Mr. Gisborne shaded his eyes with his hand.
"I could wish she had not cursed me," he muttered. "She may have
power--no one else could." After a while, he said aloud, no one

understanding rightly what he meant, "Tush! it is impossible!"--and
called for claret; and he and the other gentlemen set-to to a
drinking-bout.
CHAPTER II.

I now come to the time in which I myself was mixed up with the people
that I have been writing about. And to make you understand how I
became connected with them, I must give you some little account of
myself.
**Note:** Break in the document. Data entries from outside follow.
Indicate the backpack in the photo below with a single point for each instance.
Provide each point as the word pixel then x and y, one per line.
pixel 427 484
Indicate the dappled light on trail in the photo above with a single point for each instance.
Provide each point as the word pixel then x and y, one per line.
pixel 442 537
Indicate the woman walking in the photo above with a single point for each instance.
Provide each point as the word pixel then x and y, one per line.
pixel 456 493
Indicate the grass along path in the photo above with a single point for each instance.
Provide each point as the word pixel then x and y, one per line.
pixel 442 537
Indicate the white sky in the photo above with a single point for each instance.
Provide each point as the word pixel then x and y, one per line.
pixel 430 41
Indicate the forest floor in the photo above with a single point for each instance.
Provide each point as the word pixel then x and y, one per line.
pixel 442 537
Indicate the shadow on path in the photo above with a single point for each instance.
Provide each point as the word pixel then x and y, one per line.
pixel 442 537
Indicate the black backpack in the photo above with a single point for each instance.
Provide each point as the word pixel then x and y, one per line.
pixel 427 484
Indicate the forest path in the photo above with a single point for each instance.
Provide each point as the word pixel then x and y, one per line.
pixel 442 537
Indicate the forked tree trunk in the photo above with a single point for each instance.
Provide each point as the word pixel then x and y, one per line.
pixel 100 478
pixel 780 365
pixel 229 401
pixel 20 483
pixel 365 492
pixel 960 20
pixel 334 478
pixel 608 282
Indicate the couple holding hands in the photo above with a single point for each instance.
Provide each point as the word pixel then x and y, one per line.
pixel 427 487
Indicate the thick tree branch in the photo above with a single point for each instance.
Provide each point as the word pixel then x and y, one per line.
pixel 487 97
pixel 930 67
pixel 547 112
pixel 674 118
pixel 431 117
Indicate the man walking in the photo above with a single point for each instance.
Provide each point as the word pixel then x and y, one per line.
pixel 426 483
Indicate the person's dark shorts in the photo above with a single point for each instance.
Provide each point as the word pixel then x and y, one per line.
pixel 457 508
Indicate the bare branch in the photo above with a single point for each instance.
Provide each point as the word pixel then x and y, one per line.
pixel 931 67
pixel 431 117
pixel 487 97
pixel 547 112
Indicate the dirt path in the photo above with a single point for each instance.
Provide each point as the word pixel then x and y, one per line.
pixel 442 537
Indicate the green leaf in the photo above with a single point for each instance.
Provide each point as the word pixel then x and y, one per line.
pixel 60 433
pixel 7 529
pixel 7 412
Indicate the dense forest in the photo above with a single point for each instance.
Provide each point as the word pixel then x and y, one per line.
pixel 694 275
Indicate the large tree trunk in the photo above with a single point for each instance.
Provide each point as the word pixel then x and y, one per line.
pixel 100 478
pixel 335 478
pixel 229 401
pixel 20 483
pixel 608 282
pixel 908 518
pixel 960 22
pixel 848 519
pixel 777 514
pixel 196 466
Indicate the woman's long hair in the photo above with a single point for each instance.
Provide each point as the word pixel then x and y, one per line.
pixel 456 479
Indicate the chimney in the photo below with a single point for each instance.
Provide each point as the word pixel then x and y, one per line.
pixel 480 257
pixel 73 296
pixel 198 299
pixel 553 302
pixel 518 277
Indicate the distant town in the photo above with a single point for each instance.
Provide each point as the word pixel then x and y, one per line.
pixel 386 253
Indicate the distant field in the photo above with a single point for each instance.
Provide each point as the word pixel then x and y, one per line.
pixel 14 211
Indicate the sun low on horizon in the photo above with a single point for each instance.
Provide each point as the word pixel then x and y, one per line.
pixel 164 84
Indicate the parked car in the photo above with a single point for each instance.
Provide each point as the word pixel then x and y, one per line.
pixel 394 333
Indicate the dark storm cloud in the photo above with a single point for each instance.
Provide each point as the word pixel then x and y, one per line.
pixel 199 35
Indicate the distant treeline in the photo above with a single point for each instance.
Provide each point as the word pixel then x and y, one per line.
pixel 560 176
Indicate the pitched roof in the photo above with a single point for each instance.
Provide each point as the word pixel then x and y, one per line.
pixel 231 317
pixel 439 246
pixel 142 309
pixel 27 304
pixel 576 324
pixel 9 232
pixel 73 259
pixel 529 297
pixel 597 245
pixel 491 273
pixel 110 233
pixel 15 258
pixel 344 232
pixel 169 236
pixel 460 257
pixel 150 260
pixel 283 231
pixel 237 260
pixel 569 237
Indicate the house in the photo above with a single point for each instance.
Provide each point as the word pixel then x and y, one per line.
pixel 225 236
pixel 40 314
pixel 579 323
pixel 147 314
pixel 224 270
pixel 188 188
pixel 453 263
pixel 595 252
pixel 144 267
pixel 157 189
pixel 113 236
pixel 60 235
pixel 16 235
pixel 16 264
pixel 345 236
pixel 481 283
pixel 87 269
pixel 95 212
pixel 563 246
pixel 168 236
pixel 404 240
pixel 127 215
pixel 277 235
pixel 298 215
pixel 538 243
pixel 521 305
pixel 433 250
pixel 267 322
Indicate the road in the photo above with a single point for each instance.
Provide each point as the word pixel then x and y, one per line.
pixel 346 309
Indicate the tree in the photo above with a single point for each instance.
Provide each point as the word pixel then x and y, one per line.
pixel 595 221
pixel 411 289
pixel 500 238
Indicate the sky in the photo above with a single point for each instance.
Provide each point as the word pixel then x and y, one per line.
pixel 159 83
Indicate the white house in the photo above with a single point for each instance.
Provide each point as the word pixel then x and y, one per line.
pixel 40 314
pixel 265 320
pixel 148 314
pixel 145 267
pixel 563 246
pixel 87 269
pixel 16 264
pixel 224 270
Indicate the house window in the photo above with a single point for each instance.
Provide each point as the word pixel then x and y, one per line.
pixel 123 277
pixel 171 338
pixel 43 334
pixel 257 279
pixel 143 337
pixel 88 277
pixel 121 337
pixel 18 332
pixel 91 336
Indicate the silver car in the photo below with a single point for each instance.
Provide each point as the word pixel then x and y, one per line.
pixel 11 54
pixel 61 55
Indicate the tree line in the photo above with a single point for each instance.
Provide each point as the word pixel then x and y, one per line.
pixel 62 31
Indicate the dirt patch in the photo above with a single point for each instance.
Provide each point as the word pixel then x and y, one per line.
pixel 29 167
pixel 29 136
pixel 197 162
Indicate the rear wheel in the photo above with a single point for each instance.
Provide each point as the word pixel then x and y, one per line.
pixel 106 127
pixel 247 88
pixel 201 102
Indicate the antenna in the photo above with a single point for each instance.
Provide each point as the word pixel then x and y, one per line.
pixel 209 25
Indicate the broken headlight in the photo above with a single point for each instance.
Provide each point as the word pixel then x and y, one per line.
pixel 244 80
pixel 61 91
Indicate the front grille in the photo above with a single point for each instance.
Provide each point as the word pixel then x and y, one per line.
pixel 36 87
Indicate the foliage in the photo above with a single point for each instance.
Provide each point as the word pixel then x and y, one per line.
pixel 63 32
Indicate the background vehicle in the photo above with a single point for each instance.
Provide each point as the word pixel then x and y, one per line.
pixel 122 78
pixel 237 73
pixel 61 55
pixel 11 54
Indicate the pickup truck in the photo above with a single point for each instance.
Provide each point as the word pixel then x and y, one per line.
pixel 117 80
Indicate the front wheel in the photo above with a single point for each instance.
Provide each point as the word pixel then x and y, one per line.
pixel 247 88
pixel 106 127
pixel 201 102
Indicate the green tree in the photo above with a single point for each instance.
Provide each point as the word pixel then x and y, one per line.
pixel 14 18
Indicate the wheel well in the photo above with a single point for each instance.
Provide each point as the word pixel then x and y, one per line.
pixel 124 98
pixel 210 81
My father was the younger son of a Devonshire gentleman of
moderate property; my eldest uncle succeeded to the estate of his
forefathers, my second became an eminent attorney in London, and my
father took orders. Like most poor clergymen, he had a large family;
and I have no doubt was glad enough when my London uncle, who was
a bachelor, offered to take charge of me, and bring me up to be his
successor in business.
In this way I came to live in London, in my uncle's house, not far from
Gray's Inn, and to be treated and esteemed as his son, and to labour
with him in his office. I was very fond of the old gentleman. He was
the confidential agent of many country squires, and had attained to his
present position as much by knowledge of human nature as by
knowledge of law; though he was learned enough in the latter. He used
to say his business was law, his pleasure heraldry. From his intimate
acquaintance with family history, and all the tragic courses of life
therein involved, to hear him talk, at leisure times, about any coat of
arms that came across his path was as good as a play or a romance.
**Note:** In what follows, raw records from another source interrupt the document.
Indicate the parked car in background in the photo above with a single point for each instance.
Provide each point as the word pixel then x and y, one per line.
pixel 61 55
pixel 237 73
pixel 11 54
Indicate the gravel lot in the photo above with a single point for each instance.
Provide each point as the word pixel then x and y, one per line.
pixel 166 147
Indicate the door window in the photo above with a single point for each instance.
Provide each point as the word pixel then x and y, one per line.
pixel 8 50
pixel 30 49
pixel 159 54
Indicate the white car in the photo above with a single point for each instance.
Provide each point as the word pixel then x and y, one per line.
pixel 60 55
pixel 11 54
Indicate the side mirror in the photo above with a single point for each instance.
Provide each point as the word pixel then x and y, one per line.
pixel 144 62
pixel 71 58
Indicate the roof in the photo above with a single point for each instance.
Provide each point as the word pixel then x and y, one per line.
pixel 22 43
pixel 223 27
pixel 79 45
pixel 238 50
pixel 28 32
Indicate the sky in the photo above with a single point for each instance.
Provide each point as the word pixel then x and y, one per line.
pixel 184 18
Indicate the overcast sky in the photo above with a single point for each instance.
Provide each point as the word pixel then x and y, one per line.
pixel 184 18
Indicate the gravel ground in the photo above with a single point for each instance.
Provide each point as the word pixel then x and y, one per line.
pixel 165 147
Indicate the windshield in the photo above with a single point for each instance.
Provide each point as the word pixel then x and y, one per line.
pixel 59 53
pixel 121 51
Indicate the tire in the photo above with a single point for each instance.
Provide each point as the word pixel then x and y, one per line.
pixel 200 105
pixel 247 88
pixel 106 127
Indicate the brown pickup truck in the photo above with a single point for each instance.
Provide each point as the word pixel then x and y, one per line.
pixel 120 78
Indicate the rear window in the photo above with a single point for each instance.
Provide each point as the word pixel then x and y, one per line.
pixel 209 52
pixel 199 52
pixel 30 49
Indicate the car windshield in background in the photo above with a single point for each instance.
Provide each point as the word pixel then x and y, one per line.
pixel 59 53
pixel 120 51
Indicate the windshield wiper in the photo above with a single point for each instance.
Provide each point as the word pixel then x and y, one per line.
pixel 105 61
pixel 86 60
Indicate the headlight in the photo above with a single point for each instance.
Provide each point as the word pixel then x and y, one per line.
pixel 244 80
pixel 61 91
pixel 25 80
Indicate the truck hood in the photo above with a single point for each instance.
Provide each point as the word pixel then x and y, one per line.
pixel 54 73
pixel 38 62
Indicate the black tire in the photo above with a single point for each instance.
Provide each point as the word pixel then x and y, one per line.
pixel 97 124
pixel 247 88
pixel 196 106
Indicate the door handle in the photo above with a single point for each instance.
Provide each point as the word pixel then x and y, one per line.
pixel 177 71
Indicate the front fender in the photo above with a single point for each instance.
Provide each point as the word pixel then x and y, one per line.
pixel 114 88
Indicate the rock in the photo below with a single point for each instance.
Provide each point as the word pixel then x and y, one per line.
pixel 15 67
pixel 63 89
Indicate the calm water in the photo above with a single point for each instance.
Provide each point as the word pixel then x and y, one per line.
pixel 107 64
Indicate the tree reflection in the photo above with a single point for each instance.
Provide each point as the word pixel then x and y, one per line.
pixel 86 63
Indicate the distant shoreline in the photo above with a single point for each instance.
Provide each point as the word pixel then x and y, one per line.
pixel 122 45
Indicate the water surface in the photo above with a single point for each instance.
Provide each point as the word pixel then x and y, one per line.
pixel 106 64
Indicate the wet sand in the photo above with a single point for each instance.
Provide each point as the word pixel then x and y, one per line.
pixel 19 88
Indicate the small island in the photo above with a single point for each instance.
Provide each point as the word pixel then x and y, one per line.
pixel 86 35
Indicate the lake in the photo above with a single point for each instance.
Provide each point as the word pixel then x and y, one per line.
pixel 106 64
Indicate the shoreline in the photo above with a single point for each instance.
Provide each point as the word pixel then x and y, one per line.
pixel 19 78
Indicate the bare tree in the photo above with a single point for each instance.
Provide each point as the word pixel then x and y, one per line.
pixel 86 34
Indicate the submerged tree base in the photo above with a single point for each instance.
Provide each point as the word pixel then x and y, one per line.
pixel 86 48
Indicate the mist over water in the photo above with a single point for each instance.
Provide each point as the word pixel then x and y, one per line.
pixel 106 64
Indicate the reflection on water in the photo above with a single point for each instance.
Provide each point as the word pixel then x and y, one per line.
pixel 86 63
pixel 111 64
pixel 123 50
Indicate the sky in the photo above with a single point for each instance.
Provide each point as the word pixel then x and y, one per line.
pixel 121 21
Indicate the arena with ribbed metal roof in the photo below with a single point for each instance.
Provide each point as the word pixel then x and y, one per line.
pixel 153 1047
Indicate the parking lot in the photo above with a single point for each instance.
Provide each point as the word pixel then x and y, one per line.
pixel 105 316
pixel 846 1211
Many cases of disputed property, dependent on a love of genealogy,
were brought to him, as to a great authority on such points. If the
lawyer who came to consult him was young, he would take no fee, only
give him a long lecture on the importance of attending to heraldry; if
the lawyer was of mature age and good standing, he would mulct him
pretty well, and abuse him to me afterwards as negligent of one great
branch of the profession. His house was in a stately new street called
Ormond Street, and in it he had a handsome library; but all the books
treated of things that were past; none of them planned or looked

forward into the future. I worked away--partly for the sake of my
family at home, partly because my uncle had really taught me to enjoy
the kind of practice in which he himself took such delight. I suspect I
worked too hard; at any rate, in seventeen hundred and eighteen I was
far from well, and my good uncle was disturbed by my ill looks.
One day, he rang the bell twice into the clerk's room at the dingy office
in Grey's Inn Lane. It was the summons for me, and I went into his
private room just as a gentleman--whom I knew well enough by sight
as an Irish lawyer of more reputation than he deserved--was leaving.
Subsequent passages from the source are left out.